It occurs to me that one way around this, in a climate where interest rates have gone down, is for, a couple of years into the amortization schedule on an initial five-year loan, the participant to take out a second five-year loan (with lower monthly payments) to pay off the first loan. In effect, this turns that original five-year loan into a seven-year loan -- and I can't find anything to say this is improper.

Anyone aware of anything that would thwart this type of arrangement? Thanks in advance.

Posted

If a plan allows for two loans there is no reason the participant couldn't take a second and use part of the proceeds to pay the first. Just so long as the 2nd loan amount complies with the limits.

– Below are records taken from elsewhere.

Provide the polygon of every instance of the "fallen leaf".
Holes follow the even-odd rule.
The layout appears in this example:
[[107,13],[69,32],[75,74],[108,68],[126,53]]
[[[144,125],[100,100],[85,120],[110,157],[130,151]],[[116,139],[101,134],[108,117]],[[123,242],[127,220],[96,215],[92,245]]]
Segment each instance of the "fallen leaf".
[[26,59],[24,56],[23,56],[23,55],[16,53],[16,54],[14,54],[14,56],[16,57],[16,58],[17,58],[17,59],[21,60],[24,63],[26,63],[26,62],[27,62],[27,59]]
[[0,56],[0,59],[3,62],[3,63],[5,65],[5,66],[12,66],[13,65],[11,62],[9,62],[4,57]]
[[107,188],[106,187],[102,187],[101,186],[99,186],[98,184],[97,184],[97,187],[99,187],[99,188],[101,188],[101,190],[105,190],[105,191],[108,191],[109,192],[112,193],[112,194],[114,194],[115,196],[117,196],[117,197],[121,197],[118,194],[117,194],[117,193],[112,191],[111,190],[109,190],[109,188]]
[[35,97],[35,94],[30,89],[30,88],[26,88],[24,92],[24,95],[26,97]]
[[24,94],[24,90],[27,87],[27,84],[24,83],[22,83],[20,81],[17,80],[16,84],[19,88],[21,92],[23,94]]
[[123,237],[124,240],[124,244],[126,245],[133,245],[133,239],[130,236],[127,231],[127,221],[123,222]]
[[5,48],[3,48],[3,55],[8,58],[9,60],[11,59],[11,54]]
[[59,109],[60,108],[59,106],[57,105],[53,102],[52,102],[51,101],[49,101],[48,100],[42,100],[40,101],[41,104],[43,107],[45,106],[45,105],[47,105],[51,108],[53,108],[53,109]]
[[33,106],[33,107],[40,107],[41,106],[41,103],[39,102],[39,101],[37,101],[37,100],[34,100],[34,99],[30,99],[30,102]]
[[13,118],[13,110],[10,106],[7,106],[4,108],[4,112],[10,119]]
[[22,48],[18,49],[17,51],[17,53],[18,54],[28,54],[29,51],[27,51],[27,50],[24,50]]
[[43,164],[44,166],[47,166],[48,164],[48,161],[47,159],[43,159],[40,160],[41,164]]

FWIW - I've found people have had the high hopes of paying off the first loan in these arrangements, but tend to keep the funds.

R. Alexander

Posted

View the section regarding the refinancing of a loan:

www.irs.gov/pub/irs-tege/epche12a03.pdf

12AX7 is right- it is the refinancing rules that greatly cut down on that tactic. Back when I worked on 401(k)s more which was before those rules I had clients who had employees refi their loans every year. As far as I could tell the people were going to never pay the loan off until it became a distribution. But those refi rules ended that abuse.

Posted

Even if you viewed that series of transactions as a "deemed refinancing" as discussed in that thread, I don't see how that would treat the two loans any differently than if the participant took the second loan out for any other purpose. It's up to the participant to take steps to pay off the first loan. The participant is still stuck with future loan availability affected by the simultaneous existence of both loans.